Midnight Movie Reviews – The Amazing Spider-Man

I love movies. More importantly, I love seeing movies before almost everyone else. Certain movies will get me to the theater at midnight, so I figured I’d see them first and write a review the next day so you can get a real review from someone that isn’t a Hollywood hack.

In this installment… The Amazing Spider-Man

In 2002, Sony subsidiary Columbia Pictures released the Sam Raimi-directed Spider-Man, starring Tobey McGuire as Peter Parker/Spider-Man and Kirsten Dunst as Mary Jane Watson. The film went on to be a tremendous financial and critical success, spawning two sequels and, arguably, the subsequent wave of superhero movies we’ve seen since. Without Spider-Man and it’s predecessor, X-Men, proving to be a tremendous successes, we never would have gotten the Unified Marvel Film Universe and ultimately The Avengers.

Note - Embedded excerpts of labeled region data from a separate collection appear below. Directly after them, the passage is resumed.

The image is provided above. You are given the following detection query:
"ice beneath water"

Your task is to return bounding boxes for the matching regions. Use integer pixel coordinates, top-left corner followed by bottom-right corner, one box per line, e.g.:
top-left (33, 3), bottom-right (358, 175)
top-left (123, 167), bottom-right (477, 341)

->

The reason that the Mark Webb-directed The Amazing Spider-Man exists is due to a clause in the contract between Marvel and Columbia which states that Columbia had to continue making Spider-Man movies or the license would return to Marvel. This is, by the way, why five years after Spider-Man 3 we have a series reboot.

With all this being said, The Amazing Spider-Man is not a quickly hashed together remake of Spider-ManIt is a much different film; there is less of Raimi’s trademark “camp” and both the story and acting are truer to the comic book character, including Spider-Man’s infamous body count.

Spider-Man’s origin story is no secret: teenage nerd and loner Peter Parker gets bitten by a radioactive/mutant spider and gains super strength, super agility, the ability to stick to most surfaces, and a sixth “spider” sense that warns him when danger is approaching. In the Raimi films, Peter developed organic webshooters as part of his mutation; in the Webb film, Peter builds them himself.

In The Amazing Spider-Man, Peter Parker is angry. He doesn’t have Tobey McGuire’s happy-go-lucky charm. He’s a damaged person, having lost his mother and father, and eventually his uncle, Ben Parker, who provides him with the impetus to become Spider-Man with his quote “With great power, comes great responsibility.”. Although Martin Sheen, who plays Uncle Ben in The Amazing Spider-Man, doesn’t utter those famous words, he does paraphrase them. Garfield’s Spider-Man is lean and lithe, and frankly a bit of a jackass, which is what Spider-Man should be.

The story follows Parker’s discovery of his powers, his debut as Spider-Man, and eventually his showdown with The Lizard, played as both human Curt Connors and a CGI beast by Rhys Ifans.

So, how does this film stack up, both in comparison to it’s predecessor as well as on it’s own? I enjoyed it a great deal. Andrew Garfield is a sarcastic and vulnerable Peter Parker, who comes home every night with bruises and cuts and still goes out the next night. Emma Stone’s Gwen Stacy is a tragic figure, assuming you know her ultimate fate in the comics, but delivers an immensely entertaining experience here. While Tobey McGuire and Kirsten Dunst were meant to be high school students, you never quite believed it. With Garfield and Stone, they capture the awkwardness of being 18 while embracing the sense of invulnerability that comes with being young.

All in all, I’d highly recommend giving The Amazing Spider-Man a view.